How to work with a HashMap in a more Clojure-ish way?
Clojure makes the java Collections seq-able, so you can directly use the Clojure sequence functions on the java.util.HashMap.
But assoc expects a clojure.lang.Associative so you'll have to first convert the java.util.HashMap to that:
(assoc (zipmap (.keySet m) (.values m)) "key" "value")
Edit: simpler solution:
(assoc (into {} m) "key" "value")
If you're interfacing with Java code, you might have to bite the bullet and do it the Java way, using .put. This is not necessarily a mortal sin; Clojure gives you things like do and . specifically so you can work with Java code easily.
assoc only works on Clojure data structures because a lot of work has gone into making it very cheap to create new (immutable) copies of them with slight alterations. Java HashMaps are not intended to work in the same way. You'd have to keep cloning them every time you make an alteration, which may be expensive.

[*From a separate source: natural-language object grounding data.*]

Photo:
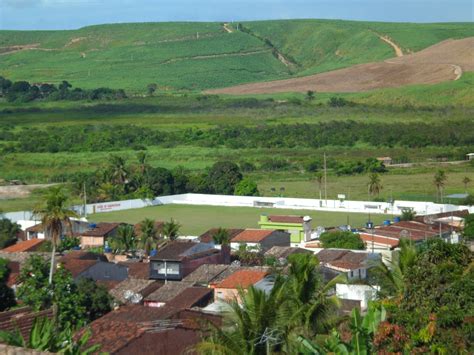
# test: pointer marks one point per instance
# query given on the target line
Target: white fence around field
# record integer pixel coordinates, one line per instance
(421, 208)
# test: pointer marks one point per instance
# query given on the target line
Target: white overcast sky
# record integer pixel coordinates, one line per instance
(69, 14)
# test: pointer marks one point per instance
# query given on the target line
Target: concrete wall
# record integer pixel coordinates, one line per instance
(363, 293)
(420, 208)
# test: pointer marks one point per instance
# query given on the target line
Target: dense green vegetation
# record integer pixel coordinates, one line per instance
(195, 56)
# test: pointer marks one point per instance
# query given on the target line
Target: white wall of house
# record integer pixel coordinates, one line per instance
(250, 246)
(362, 293)
(420, 208)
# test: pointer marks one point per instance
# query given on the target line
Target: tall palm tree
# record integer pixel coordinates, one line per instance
(319, 179)
(391, 277)
(54, 214)
(308, 292)
(171, 229)
(125, 240)
(375, 184)
(118, 168)
(466, 181)
(142, 158)
(256, 325)
(148, 235)
(439, 181)
(221, 237)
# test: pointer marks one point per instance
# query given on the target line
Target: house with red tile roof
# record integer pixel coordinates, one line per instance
(98, 234)
(143, 330)
(179, 258)
(353, 264)
(388, 237)
(228, 289)
(299, 227)
(24, 246)
(260, 240)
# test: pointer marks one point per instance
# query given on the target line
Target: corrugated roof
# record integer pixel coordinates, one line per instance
(190, 297)
(242, 279)
(101, 229)
(286, 219)
(252, 235)
(207, 237)
(178, 250)
(27, 245)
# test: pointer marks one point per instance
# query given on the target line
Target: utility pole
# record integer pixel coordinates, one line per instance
(85, 199)
(325, 181)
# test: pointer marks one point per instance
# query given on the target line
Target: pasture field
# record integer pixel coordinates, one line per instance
(195, 220)
(197, 56)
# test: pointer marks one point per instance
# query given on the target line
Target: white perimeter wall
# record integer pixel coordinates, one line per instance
(420, 208)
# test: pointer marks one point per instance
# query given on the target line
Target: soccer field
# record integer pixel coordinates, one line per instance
(195, 220)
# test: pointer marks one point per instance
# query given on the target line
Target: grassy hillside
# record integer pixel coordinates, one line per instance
(195, 56)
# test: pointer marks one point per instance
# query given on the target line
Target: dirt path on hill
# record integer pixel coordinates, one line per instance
(397, 49)
(444, 61)
(235, 54)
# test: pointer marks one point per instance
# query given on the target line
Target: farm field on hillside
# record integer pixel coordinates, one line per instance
(197, 56)
(197, 219)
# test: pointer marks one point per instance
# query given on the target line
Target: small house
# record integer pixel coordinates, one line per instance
(179, 258)
(260, 240)
(299, 227)
(97, 234)
(228, 289)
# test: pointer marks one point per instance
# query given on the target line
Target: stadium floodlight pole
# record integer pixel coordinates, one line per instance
(325, 181)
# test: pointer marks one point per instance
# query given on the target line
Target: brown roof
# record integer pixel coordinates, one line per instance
(101, 229)
(179, 250)
(143, 287)
(83, 255)
(27, 245)
(207, 273)
(252, 235)
(284, 252)
(37, 228)
(286, 219)
(137, 269)
(242, 279)
(168, 291)
(22, 319)
(14, 267)
(117, 329)
(191, 297)
(368, 238)
(343, 259)
(77, 266)
(206, 237)
(158, 226)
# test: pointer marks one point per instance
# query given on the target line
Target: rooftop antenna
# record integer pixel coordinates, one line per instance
(325, 181)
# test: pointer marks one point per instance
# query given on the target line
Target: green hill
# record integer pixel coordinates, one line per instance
(196, 56)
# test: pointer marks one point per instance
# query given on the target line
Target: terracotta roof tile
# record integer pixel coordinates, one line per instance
(242, 279)
(27, 245)
(252, 235)
(101, 229)
(191, 297)
(206, 237)
(286, 219)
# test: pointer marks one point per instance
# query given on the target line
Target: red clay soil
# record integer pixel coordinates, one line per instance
(444, 61)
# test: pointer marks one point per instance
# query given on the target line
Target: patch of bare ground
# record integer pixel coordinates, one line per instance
(442, 62)
(19, 191)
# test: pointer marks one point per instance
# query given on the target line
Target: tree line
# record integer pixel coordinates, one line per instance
(121, 180)
(336, 133)
(24, 91)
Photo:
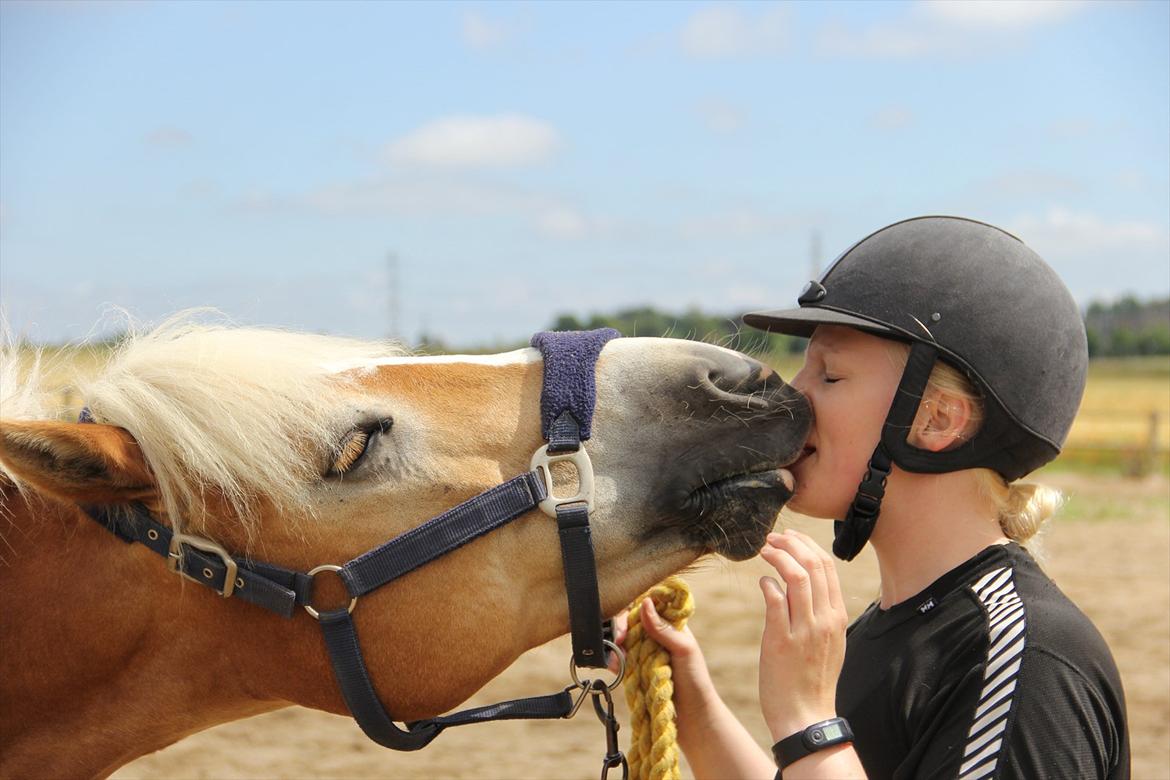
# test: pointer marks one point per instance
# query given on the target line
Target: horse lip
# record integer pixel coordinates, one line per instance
(745, 478)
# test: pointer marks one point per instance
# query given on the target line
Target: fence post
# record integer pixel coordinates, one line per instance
(1151, 444)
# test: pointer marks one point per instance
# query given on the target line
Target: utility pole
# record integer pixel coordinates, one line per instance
(392, 294)
(814, 256)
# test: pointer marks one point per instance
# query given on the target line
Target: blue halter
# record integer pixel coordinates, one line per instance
(566, 412)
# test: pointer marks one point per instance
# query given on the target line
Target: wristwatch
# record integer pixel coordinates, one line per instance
(819, 736)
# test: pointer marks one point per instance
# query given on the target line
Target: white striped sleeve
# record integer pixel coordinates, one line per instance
(1005, 644)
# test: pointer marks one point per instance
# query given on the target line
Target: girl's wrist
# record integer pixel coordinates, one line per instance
(782, 727)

If you really want to get out of Java mutation-land (e.g. maybe you're keeping these HashMaps around for a long time and don't want Java calls all over the place, or you need to serialize them via print and read, or you want to work with them in a thread-safe way using the Clojure STM) you can convert between Java HashMaps and Clojure hash-maps easily enough, because Clojure data structures implement the right Java interfaces so they can talk to each other.

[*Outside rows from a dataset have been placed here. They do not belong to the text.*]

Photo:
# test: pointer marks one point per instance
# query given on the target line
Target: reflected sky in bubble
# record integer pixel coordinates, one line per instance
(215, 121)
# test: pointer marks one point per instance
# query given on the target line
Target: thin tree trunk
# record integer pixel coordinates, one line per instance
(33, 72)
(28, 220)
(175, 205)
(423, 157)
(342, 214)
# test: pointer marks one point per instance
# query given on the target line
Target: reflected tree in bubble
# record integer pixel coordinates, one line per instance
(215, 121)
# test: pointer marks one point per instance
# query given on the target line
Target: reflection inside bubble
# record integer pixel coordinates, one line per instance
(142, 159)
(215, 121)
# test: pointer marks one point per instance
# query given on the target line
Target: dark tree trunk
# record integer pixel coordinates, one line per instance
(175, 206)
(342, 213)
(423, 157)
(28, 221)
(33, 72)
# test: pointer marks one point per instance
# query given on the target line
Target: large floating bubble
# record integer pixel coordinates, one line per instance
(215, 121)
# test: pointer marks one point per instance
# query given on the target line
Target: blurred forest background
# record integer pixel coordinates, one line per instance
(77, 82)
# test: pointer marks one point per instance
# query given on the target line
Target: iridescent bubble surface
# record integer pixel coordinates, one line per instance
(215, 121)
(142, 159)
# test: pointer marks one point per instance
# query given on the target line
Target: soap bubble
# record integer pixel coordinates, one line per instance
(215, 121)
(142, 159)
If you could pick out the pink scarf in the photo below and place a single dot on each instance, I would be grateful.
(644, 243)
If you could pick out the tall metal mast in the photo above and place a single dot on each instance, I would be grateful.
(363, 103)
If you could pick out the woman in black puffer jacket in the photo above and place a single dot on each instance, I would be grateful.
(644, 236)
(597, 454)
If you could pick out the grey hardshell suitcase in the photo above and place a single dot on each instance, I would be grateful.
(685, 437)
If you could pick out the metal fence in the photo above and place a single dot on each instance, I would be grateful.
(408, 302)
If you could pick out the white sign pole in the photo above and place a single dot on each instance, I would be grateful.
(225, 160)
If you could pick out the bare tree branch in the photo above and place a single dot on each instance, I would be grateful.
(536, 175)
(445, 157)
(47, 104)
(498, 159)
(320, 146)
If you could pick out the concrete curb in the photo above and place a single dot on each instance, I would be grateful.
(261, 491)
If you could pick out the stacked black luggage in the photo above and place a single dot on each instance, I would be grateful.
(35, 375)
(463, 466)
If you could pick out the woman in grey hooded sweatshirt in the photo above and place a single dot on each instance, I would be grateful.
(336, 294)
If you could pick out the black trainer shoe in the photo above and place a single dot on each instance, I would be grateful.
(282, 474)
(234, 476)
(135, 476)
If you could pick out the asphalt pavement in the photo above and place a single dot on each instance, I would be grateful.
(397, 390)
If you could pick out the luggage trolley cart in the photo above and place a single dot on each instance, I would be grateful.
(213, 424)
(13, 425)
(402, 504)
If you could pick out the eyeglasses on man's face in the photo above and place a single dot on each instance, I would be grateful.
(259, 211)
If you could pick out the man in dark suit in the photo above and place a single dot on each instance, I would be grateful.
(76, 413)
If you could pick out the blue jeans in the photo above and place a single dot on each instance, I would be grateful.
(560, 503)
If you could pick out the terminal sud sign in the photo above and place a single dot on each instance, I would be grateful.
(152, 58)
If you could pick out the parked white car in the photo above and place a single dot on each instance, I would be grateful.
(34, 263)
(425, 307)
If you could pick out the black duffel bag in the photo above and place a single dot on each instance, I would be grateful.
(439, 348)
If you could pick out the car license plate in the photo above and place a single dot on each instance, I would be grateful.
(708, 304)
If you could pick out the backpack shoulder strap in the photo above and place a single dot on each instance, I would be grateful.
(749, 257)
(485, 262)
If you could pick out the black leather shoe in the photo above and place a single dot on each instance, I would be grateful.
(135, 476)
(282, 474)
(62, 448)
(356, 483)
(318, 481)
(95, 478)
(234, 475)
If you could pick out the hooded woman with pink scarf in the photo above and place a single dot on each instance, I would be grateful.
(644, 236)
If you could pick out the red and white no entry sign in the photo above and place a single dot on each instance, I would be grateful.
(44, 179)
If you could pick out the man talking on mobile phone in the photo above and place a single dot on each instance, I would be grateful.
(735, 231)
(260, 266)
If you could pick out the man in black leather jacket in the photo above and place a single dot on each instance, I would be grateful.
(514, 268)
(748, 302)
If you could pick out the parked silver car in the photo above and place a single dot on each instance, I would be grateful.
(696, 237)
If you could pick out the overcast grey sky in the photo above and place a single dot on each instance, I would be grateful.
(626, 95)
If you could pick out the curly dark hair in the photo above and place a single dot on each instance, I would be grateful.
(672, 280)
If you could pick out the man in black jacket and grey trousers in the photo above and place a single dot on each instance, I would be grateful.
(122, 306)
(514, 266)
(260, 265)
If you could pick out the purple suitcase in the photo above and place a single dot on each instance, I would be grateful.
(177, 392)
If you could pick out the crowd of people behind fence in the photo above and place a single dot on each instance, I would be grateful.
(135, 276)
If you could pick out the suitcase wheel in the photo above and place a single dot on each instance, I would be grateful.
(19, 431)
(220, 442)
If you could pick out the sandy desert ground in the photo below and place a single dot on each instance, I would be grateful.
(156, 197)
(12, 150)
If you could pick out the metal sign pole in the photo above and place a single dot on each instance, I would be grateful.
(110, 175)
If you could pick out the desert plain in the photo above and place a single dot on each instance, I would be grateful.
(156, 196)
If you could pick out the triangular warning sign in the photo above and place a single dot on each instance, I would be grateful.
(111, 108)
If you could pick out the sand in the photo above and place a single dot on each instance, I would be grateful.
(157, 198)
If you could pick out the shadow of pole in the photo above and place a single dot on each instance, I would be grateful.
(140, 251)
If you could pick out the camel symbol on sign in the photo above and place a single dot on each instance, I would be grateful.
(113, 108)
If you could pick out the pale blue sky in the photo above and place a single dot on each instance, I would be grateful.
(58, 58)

user> (java.util.HashMap. {:foo :bar})
#<HashMap {:foo=:bar}>
user> (into {} (java.util.HashMap. {:foo :bar}))
{:foo :bar}
If you want a do-like thing that returns the object you're working on once you're done working on it, you can use doto. In fact, a Java HashMap is used as the example in the official documentation for this function, which is another indication that it's not the end of the world if you use Java objects (judiciously).
clojure.core/doto
([x & forms])
Macro
Evaluates x then calls all of the methods and functions with the
value of x supplied at the front of the given arguments. The forms
are evaluated in order. Returns x.
(doto (new java.util.HashMap) (.put "a" 1) (.put "b" 2))
Some possible strategies:
Limit your mutation and side-effects to a single function if you can. If your function always returns the same value given the same inputs, it can do whatever it wants internally. Sometimes mutating an array or map is the most efficient or easiest way to implement an algorithm. You will still enjoy the benefits of functional programming as long as you don't "leak" side-effects to the rest of the world.

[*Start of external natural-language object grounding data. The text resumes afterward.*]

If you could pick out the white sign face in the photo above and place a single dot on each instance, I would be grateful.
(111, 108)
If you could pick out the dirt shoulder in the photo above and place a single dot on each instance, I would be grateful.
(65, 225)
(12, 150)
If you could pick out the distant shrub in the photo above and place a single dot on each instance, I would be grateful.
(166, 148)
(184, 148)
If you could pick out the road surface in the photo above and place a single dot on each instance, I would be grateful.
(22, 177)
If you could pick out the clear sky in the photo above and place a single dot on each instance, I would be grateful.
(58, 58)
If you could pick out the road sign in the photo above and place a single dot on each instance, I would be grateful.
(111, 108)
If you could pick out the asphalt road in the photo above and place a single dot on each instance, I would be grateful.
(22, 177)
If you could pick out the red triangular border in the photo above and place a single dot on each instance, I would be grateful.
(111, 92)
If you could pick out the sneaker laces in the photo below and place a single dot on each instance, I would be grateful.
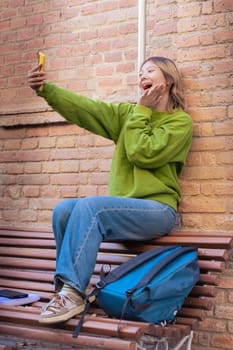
(58, 301)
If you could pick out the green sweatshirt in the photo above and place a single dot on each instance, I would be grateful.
(150, 146)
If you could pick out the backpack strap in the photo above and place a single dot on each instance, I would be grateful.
(130, 265)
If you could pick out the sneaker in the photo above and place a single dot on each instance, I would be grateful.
(62, 307)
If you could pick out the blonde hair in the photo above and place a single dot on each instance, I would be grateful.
(173, 76)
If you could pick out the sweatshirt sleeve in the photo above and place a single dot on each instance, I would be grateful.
(99, 117)
(154, 143)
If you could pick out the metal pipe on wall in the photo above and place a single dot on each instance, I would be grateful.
(141, 34)
(141, 31)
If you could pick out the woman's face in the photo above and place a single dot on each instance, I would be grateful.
(150, 75)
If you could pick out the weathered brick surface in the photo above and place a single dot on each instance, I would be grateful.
(91, 48)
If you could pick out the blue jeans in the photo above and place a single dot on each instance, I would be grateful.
(80, 225)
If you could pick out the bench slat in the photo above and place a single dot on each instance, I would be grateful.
(64, 337)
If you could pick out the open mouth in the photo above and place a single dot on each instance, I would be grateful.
(147, 86)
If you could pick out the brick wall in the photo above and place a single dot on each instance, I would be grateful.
(91, 48)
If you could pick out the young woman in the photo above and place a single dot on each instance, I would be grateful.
(152, 139)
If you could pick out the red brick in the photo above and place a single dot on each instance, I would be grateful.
(222, 341)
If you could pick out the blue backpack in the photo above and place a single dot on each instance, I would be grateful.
(150, 287)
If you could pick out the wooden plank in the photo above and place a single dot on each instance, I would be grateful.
(63, 337)
(28, 242)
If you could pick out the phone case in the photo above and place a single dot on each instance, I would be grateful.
(12, 294)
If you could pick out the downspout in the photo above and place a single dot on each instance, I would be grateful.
(141, 32)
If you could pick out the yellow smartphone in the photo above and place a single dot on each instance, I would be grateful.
(41, 60)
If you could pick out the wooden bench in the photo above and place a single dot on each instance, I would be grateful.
(27, 263)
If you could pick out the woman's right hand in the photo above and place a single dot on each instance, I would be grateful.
(36, 77)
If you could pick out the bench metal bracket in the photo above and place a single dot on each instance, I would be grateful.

If your objects are going to be around for a while or they need to play nicely with other Clojure code, try to get them into Clojure data structures as soon as you can, and cast them back into Java HashMaps at the last second (when feeding them back to Java).
It's totally OK to use the java hash map in the traditional way.
(do (. m put "key" "value") m)
This is not idiomatic Clojure code, plus I'm modifying m instead of creating a new map.
You are modifying a data structure that really is intended to be modified. Java's hash map lacks the structural sharing that allows Clojures map's to be efficiently copied. The generally idiomatic way of doing this is to use java-interop functions to work with the java structures in the typical java way, or to cleanly convert them into Clojure structures and work with them in the functional Clojure way. Unless of course it makes life easier and results in better code; then all bets are off.
This is some code I wrote using hashmaps when I was trying to compare memory characteristics of the clojure version vs java's (but used from clojure)
(import '(java.util Hashtable))
(defn frequencies2 [coll]
(let [mydict (new Hashtable)]
(reduce (fn [counts x]
(let [y (.toLowerCase x)]
(if (.get mydict y)
(.put mydict y (+ (.get mydict y) 1))
(.put mydict y 1)))) coll) mydict))
This is to take some collection and return how many times each different thing (say a word in a string) is reused.